|GREGORY, JAMES - Mount Sinai School Of Medicine|
|MCTAGGART, ARIEL - Mount Sinai School Of Medicine|
|UMPIERREZ, MICHELLE - Mount Sinai School Of Medicine|
|SAMPSON, HUGH - Mount Sinai School Of Medicine|
|MAYFIELD, STEPHEN - University Of California|
|BERIN, CECILIA - Mount Sinai School Of Medicine|
Submitted to: Plant Biotechnology
Publication Type: Peer Reviewed Journal
Publication Acceptance Date: 11/13/2015
Publication Date: 11/13/2015
Citation: Gregory, J., Mctaggart, A., Umpierrez, M., Hurlburt, B.K., Maleki, S.J., Sampson, H., Mayfield, S., Berin, C. 2015. Immunotherapy using algal-produced Ara h1 core domain suppresses peanut allergy in mice. Plant Biotechnology. 14(7):1541-1150.
Interpretive Summary: Peanut allergy can cause a variety of medical reactions including death via anaphylaxis. There is currently no cure for the disease. Immunotherapy is currently the most plausible treatment. In this approach allergic patients are given small, non-reactive doses of the allergen with a subsequent increasing dose regimen. In the work described in this paper, allergens are produced in algae and tested for reactions in vitro. Algae were chosen because it would afford and cheap reliable source of allergen for immunotherapy.
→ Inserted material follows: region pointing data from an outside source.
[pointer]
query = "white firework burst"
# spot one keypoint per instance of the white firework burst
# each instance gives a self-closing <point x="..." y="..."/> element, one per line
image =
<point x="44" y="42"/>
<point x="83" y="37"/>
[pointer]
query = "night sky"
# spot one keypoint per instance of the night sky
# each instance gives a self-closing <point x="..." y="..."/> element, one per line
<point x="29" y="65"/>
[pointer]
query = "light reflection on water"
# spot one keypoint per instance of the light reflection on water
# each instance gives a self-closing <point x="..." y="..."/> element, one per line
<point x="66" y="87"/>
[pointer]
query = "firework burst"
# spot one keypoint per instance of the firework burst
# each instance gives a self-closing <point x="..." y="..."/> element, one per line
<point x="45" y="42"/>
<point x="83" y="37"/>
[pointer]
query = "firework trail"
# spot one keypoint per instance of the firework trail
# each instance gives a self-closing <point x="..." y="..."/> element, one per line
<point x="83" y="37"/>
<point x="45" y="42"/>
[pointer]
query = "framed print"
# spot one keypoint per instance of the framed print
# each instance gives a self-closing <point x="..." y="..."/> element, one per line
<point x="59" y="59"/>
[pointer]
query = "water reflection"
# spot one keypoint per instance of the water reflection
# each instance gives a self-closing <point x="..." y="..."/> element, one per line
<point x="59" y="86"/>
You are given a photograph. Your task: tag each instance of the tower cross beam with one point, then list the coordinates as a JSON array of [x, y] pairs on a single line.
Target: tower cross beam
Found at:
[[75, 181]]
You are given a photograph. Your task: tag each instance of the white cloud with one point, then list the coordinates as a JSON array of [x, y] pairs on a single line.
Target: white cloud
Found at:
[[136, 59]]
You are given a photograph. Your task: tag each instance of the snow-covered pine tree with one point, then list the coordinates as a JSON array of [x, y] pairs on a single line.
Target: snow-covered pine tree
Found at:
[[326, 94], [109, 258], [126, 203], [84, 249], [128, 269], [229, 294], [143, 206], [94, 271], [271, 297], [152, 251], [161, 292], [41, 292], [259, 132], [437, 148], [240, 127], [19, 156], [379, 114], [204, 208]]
Technical Abstract: Peanut allergy is an IgE-mediated adverse reaction to a subset of proteins found in peanuts. Immunotherapy aims to desensitize allergic patients through repeated and escalating exposures for several months to years using extracts or flours. The complex mix of proteins and variability between preparations complicates immunotherapy studies. Moreover, peanut immunotherapy is associated with frequent negative side effects and patients are often at risk of allergic reactions once immunotherapy is discontinued. Allergen specific approaches using recombinant proteins are an attractive alternative because they allow more precise dosing and the opportunity to engineer proteins with improved safety profiles. We tested whether Ara h1 and Ara h2, two major peanut allergens, could be produced using chloroplast of the unicellular eukaryotic alga, Chlamydomonas reinhardtii. C. reinhardtii is novel host for producing allergens that is genetically tractable, inexpensive and easy to grow, and is able to produce more complex proteins than bacterial hosts. Compared to the native proteins, algal-produced Ara h1 core domain and Ara h2 have a reduced affinity for IgE from peanut allergic patients. We further found that immunotherapy using algal-Ara h1 core domain confers protection from peanut induced anaphylaxis in a murine model of peanut allergy.